Salah satu agenda yang dilakukan adalah Kirab Ingkungan ziarah makam Mangun Negoro pada Rabu (19/7/2023) kemarin.
Kirab ini merupakan agenda rutin bagi Pemerintah Kabupaten Bantul, terutama saat peringatan berdirinya Kabupaten Bantul
Kanjeng Raden Tumenggung (KRT) Mangun Negoro, adalah salah satu perintis yang memberikan sumbangsih dalam pembangunan Kabupaten Bantul.

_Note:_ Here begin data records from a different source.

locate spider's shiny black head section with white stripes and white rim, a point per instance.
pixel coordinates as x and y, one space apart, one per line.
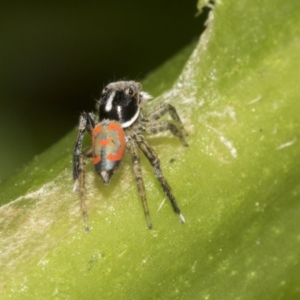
121 101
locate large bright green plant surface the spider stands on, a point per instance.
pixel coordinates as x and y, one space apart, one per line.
237 183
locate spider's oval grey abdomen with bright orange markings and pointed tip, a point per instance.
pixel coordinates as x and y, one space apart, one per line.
108 148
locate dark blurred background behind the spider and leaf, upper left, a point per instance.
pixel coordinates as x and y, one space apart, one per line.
56 56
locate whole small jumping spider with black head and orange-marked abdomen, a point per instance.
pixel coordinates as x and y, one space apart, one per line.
118 126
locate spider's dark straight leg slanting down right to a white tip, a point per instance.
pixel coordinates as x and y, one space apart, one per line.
154 160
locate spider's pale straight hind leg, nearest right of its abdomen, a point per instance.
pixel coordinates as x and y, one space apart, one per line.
130 145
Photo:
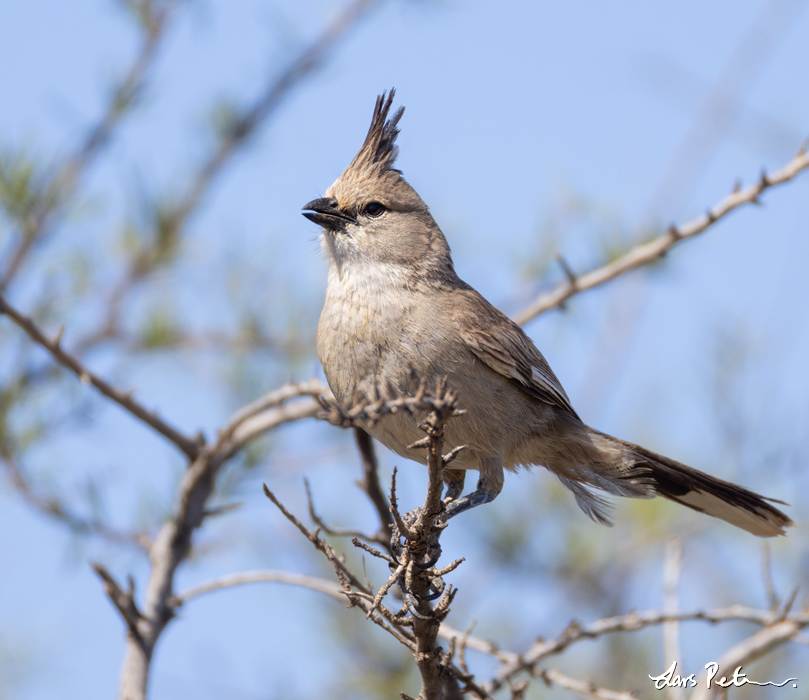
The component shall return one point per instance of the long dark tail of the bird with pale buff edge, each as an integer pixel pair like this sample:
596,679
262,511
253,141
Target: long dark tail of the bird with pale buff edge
695,489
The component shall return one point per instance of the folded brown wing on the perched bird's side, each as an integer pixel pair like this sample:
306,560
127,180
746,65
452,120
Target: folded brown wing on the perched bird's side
504,347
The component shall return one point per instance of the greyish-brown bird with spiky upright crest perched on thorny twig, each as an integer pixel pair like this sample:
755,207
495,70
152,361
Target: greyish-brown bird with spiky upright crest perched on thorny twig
396,311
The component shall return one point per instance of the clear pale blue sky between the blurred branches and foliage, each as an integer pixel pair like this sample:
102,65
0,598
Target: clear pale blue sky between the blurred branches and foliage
512,110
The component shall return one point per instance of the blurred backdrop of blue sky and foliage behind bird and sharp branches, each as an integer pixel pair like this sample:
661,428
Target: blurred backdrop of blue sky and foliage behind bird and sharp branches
531,129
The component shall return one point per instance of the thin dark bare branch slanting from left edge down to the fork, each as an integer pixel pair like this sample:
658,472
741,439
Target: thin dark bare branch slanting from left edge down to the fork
190,447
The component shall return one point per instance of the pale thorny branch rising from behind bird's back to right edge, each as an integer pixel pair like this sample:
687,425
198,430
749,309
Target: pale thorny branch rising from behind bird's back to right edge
650,251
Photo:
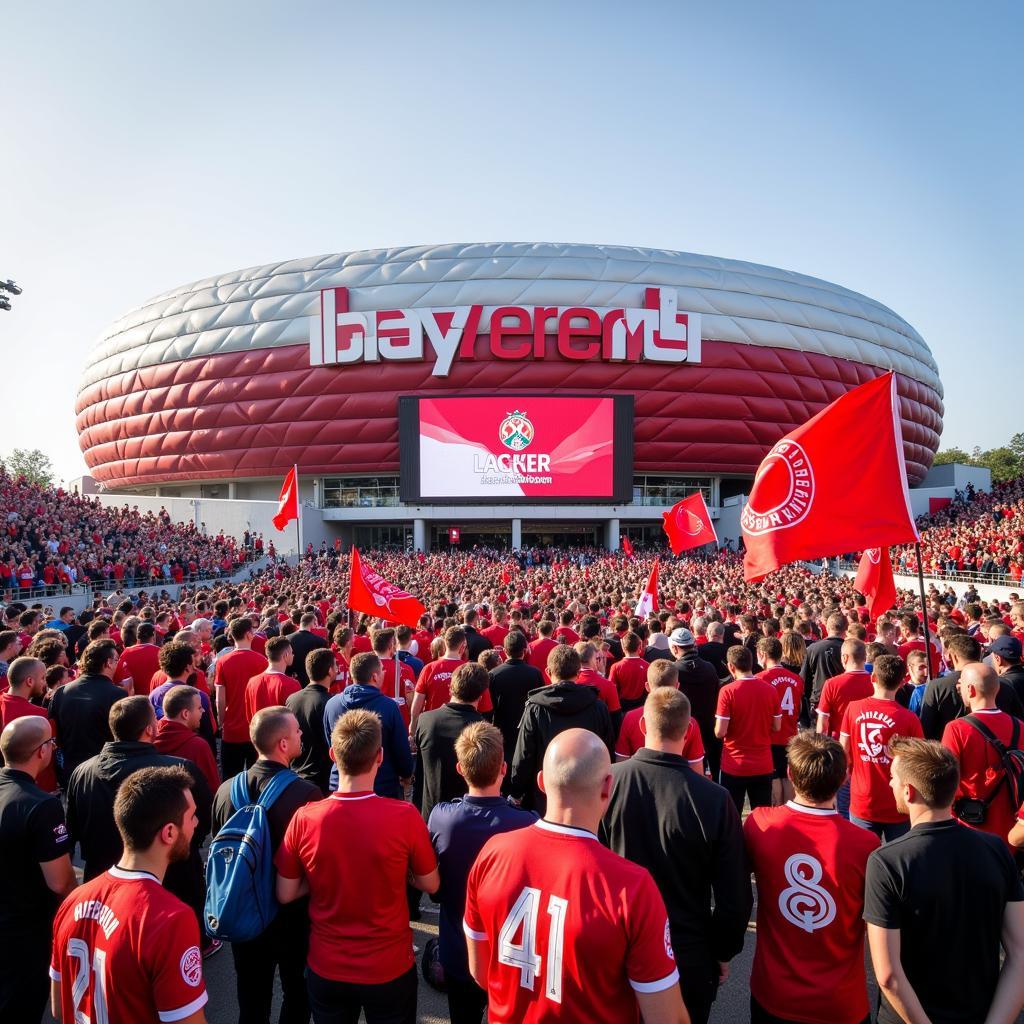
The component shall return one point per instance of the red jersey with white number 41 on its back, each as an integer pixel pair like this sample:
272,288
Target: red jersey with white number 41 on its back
573,929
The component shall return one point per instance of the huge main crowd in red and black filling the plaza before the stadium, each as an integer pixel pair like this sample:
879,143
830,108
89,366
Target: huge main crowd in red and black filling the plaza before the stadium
588,798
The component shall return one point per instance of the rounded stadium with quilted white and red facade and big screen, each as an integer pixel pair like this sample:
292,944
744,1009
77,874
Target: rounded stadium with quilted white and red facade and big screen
515,393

Ia juga merupakan bupati pertama yang berkuasa di Bumi Projotamansari. Memimpin selama 14 tahun sejak 20 Juli 1931 hingga tahun 1845, Mangun Negoro dimakamkan di Kompleks Pemakaman Sasono Sentono, Pagergunung I, Sitimulyo, Piyungan.
Makam KRT Mangun Negoro terbuat dari jirat batu marmer yang berada di dalam cungkup.
Bangunan Cungkup makam KRT Mangunnegoro mempunyai atap joglo berukuran 16, 24 m x 16,35 m.
Cungkup memiliki empat sakaguru yang terbuat dari semen berukuran 36 cm x 36 cm dengan ketinggian 4,41 m umpak sakaguru berbahan semen berukuran 41 cm x 41 cm bagian atas, 62 cm x 65 cm di bagian bawah.
Tiang penanggap berjumlah dua belas buah juga terbuat dari semen berukuran 20 x 20 cm tinggi 3,43 m.
Umpak tiang penanggap berukuran 24 cm x 24 cm bagian atas dan 27 cm x 27 cm di bagian bawah.
Selain KRT Mangun Negoro di dalam cungkup tersebut juga terdapat makam Ki Ageng Karutangan, Ki Joko Pagergunung (Ki Ageng Pagergunung) dan Kyai Mondoleko.
Kirab ingkungan ziarah makam Mangun Negoro selalu disambut antusias.
Diikuti oleh berbagai lapisan masyarakat, baik dari jajaran pemerintahan, pegiat kebudayaan, hingga masyarakat umum, arak-arakan kirab berangkat dari Lapangan Sitimulyo dan berakhir di Kompleks Pemakaman Sasono Sentono,kegiatan ini biasanya berbarengan dengan hari jadi kabupaten Bantul.